World crude steel production has grown in each of the last five years, he said, to 965 million tonnes last year.
Mr Mackerill predicted that the 277 million tonnes of merchant scrap steel required by world steel mills in 2003 would rise to 292 million tonnes this year, about 318mt in 2005, 326mt in 2006, 336mt in 2007 and 388mt a year by 2010.
But, because finite supplies of scrap would remain fairly constant, he said prices would continue to be high for the foreseeable future. Exports of shredded scrap from Europe alone are likely to be worth 1.25 billion this year.
Other experts agreed with this prediction, with Sims Group's Jeremy Sutcliffe reporting: “Ferrous scrap prices will remain at high levels in the near term, unless there is a dramatic shift in the fundamentals.” But, Mr Sutcliffe warned that increasing oil prices could have consequences for the economic growth in Asia.

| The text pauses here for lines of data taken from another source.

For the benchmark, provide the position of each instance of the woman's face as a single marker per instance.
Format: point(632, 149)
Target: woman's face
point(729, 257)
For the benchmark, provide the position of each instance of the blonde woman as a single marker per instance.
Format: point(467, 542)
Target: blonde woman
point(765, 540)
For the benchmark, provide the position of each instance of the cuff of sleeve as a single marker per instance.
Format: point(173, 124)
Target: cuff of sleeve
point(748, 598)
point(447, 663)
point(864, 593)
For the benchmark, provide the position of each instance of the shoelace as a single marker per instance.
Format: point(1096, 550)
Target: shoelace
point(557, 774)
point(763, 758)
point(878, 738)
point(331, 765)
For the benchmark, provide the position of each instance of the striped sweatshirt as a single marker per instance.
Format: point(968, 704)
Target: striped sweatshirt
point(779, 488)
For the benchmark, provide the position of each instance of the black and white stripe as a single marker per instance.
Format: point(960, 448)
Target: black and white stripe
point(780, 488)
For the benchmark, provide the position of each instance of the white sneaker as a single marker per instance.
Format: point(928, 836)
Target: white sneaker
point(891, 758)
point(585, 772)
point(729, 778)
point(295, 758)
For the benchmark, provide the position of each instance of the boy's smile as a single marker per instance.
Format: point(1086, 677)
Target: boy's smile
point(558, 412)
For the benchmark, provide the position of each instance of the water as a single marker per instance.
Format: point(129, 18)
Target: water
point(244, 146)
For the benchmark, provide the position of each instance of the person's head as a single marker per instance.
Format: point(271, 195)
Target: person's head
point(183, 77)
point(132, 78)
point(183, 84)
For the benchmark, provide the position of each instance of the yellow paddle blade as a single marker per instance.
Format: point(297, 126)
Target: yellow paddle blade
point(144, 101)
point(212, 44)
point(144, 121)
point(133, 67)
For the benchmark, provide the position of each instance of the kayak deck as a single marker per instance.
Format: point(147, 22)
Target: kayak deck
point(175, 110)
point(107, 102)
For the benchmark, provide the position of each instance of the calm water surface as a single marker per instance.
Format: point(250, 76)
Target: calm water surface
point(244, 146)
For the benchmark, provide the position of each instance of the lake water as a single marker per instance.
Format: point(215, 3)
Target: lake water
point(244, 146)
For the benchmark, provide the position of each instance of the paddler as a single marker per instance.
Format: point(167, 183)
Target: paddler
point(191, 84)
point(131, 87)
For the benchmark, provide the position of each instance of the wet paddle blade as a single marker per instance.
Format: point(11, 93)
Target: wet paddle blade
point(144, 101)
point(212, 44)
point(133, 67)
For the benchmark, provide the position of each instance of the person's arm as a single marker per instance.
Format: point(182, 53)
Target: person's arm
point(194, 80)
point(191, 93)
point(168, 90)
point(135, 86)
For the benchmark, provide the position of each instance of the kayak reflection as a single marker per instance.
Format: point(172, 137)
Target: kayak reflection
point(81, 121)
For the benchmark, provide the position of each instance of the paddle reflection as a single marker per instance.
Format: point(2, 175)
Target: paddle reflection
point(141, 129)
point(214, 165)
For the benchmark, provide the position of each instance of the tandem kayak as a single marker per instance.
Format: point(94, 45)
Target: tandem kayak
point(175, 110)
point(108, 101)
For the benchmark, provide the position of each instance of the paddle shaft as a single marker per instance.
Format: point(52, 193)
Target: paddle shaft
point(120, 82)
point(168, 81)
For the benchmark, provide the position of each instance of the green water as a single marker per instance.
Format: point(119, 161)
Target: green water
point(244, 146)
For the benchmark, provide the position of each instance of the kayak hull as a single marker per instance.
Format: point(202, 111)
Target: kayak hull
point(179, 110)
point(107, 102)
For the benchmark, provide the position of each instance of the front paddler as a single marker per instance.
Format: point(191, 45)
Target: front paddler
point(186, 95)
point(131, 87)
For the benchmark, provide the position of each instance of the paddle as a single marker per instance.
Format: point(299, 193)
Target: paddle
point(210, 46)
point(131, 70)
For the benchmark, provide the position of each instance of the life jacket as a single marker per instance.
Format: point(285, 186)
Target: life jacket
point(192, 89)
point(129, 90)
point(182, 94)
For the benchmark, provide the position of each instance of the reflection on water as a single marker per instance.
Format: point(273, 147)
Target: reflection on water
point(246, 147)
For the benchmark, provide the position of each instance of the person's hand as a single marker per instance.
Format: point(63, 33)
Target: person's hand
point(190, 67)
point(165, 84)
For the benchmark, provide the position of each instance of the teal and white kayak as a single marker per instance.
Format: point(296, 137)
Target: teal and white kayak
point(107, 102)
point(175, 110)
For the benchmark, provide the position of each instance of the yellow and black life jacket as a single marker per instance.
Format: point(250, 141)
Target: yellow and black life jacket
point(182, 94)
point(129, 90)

Mr Mackerill said that while expectations were of high prices, price volatility could be expected as has been seen this year. In China this year, for example, steelmakers brought imports of scrap steel to a halt until values dropped to the $200 a tonne mark, but when China returned to the market prices went straight back up to the $300 a tonne mark.
In the UK, the increases in the price of steel could mean increases in the prices local authorities or private sector companies have to pay for new vehicles. But, with prices of scrap remaining high, the UK's problem with abandoned vehicles will remain minimal.
Demand
The demand for scrap is being driven by the increasing use of electric arc furnaces in steel-making – a system that uses more scrap in the production of new steel than basic oxygen furnaces. Global production of steel in electric furnaces is expected to be 345 million tonnes this year, 25 million tonnes more than in 2003. Countries like India, which has nearly doubled the amount of electric furnace production in four years, are seeing
Main markets for scrap metal are moving away from “traditional” steel producing countries to Asia, with no growth in Europe and no growth in America as well as a decline in steel production in the former Soviet Union. Good markets for scrap would also be found in Poland and Turkey, as well as Brazil and Argentina, Mr Mackerill said.
China
Much of the world growth in steel production has been driven by China, which has seen its production levels quadrupling in the last 15 years, Mr Mackerill said. China's economy is going through the kind of growth seen in Japan in the 1950s and 1960s, but on a much larger scale. The country has become the “workshop of the world”, producing two-thirds of all photocopiers, microwaves, DVD players and digital cameras in the world, he said, with the associated construction and infrastructure developments to go alongside it.
While the globe produced, on average, 8.7% more crude steel in the first nine months of 2004 compared to the same period in 2003, in China production was up a massive 21.6%.